Sunday 10 February 2013

Get It Right


The Legless fighter pilot, Douglas Bader, is credited with coining the phrase, “Get it right, old boy, otherwise don’t bother.” He was talking about flying, of course, but I figure the same maxim applies to writing. That’s one of the reasons I welcome as much editing and critical scrutiny of my manuscripts as possible. I don’t claim to get it right on a first or even a second draft, that would be arrogant, but I do claim to spend a lot of time trying to “get it right.” 

I have read the advice of writers who caution against too much editing, and I fully understand where they come from. There is a real risk of losing the crisp spontaneity that is usually inherent in a first draft. But I tend to weight up that risk against the other risk: that of getting something painfully wrong.

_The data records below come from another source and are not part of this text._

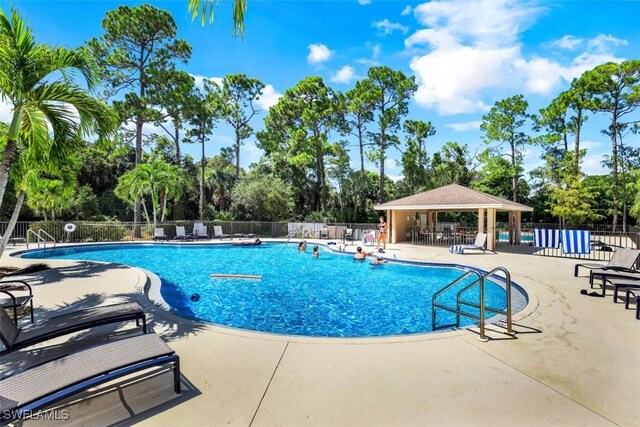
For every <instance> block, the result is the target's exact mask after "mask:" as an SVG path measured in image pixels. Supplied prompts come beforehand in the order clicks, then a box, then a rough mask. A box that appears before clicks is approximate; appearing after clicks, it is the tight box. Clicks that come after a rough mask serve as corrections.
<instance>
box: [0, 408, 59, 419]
mask: <svg viewBox="0 0 640 427" xmlns="http://www.w3.org/2000/svg"><path fill="white" fill-rule="evenodd" d="M69 418H70V417H69V410H67V409H50V410H47V411H33V410H25V411H15V410H5V411H2V419H3V420H33V421H67V420H68V419H69Z"/></svg>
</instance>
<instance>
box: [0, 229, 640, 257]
mask: <svg viewBox="0 0 640 427" xmlns="http://www.w3.org/2000/svg"><path fill="white" fill-rule="evenodd" d="M196 223H198V221H170V222H163V223H158V224H157V225H156V227H158V228H162V229H163V230H164V233H165V235H166V236H167V238H169V239H173V238H175V236H176V227H184V228H185V231H186V232H187V233H192V232H193V230H194V227H195V226H196ZM201 224H202V225H204V226H205V227H207V233H208V234H209V236H211V237H214V235H215V234H216V233H215V232H216V229H217V230H218V231H221V232H222V233H224V234H229V235H232V236H235V237H236V238H240V237H242V236H246V235H248V234H254V235H256V236H257V237H262V238H296V239H306V238H316V239H329V240H342V239H343V238H345V237H346V238H347V239H348V240H349V241H356V242H362V243H363V244H374V243H375V241H376V240H377V237H378V234H377V224H367V223H314V222H259V221H202V222H201ZM74 225H75V230H74V231H73V232H68V231H66V230H65V222H63V221H46V222H45V221H35V222H26V221H20V222H18V223H17V224H16V227H15V229H14V231H13V234H12V236H11V239H10V242H9V244H10V245H16V244H24V243H34V244H35V243H37V238H36V237H35V235H36V233H37V232H38V231H39V230H44V231H45V232H46V233H47V234H49V235H51V236H52V237H53V238H54V239H55V240H56V241H58V242H107V241H109V242H114V241H116V242H117V241H132V240H151V239H152V238H153V234H154V230H153V226H149V225H147V224H146V223H142V224H140V223H138V224H137V225H136V226H135V227H134V223H133V222H117V221H113V222H91V221H74ZM7 226H8V223H7V222H0V233H2V235H4V233H5V231H6V229H7ZM535 228H547V229H559V228H560V227H559V225H558V224H523V225H522V226H521V229H520V243H519V244H515V243H514V242H513V241H512V240H510V233H509V227H508V224H506V223H498V224H497V229H496V251H498V252H510V253H521V254H532V255H540V256H552V257H564V258H575V259H588V260H599V261H608V260H609V259H611V256H612V255H613V252H615V250H616V249H618V248H640V229H638V228H636V227H627V229H626V231H622V228H621V227H615V228H614V227H611V226H605V225H601V226H596V227H593V228H588V226H584V227H575V228H576V229H586V230H591V250H590V253H588V254H566V253H564V252H563V250H562V247H558V248H536V247H534V243H533V229H535ZM30 230H31V231H30ZM616 230H617V231H616ZM477 233H478V228H477V225H476V224H470V223H469V224H463V223H446V224H444V223H443V224H438V228H436V229H434V230H433V231H425V230H424V229H422V228H420V227H414V228H412V229H411V230H409V231H408V232H407V236H406V238H407V241H408V242H410V243H411V244H412V245H418V246H420V245H422V246H436V247H443V248H445V247H450V246H452V245H460V244H471V243H474V241H475V239H476V236H477ZM512 234H513V233H512ZM639 267H640V266H639Z"/></svg>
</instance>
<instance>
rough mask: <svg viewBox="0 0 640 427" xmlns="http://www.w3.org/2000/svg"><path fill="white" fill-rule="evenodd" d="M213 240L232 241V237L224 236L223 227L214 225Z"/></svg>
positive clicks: (220, 225)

It happens, even to the most successful of writers. I recently re-read a top-selling novel I thoroughly enjoyed thirty years ago. This time I found myself muttering, “He’s got that hopelessly wrong,” and it spoiled my enjoyment of the book this time around. In a more recent novel by a well-regarded writer with a major publishing house I was surprised to read that Aldermaston and County Louth are both in Northern Ireland. They are not. A year or so ago I threw away a Dan Brown novel because I figure a millionaire writer can afford to hire proof-readers able to spot glaring errors. It’s not only errors of fact that tend to stand out. More and more these days I find that errors of grammar and poor sentence construction can creep in and spoil the enjoyment of a book.

All of which explains why I get welcome the value of belonging to a weekly class where there is an opportunity to test out salient parts of a novel before they are cast in stone. I make a note of whatever the critics say and go home to mull over every single point. I usually find that eighty per cent of them are valid criticisms or suggestions and I make changes as a result. And it happens before any paying reader gets to see the text and mutters, “He got that wrong.”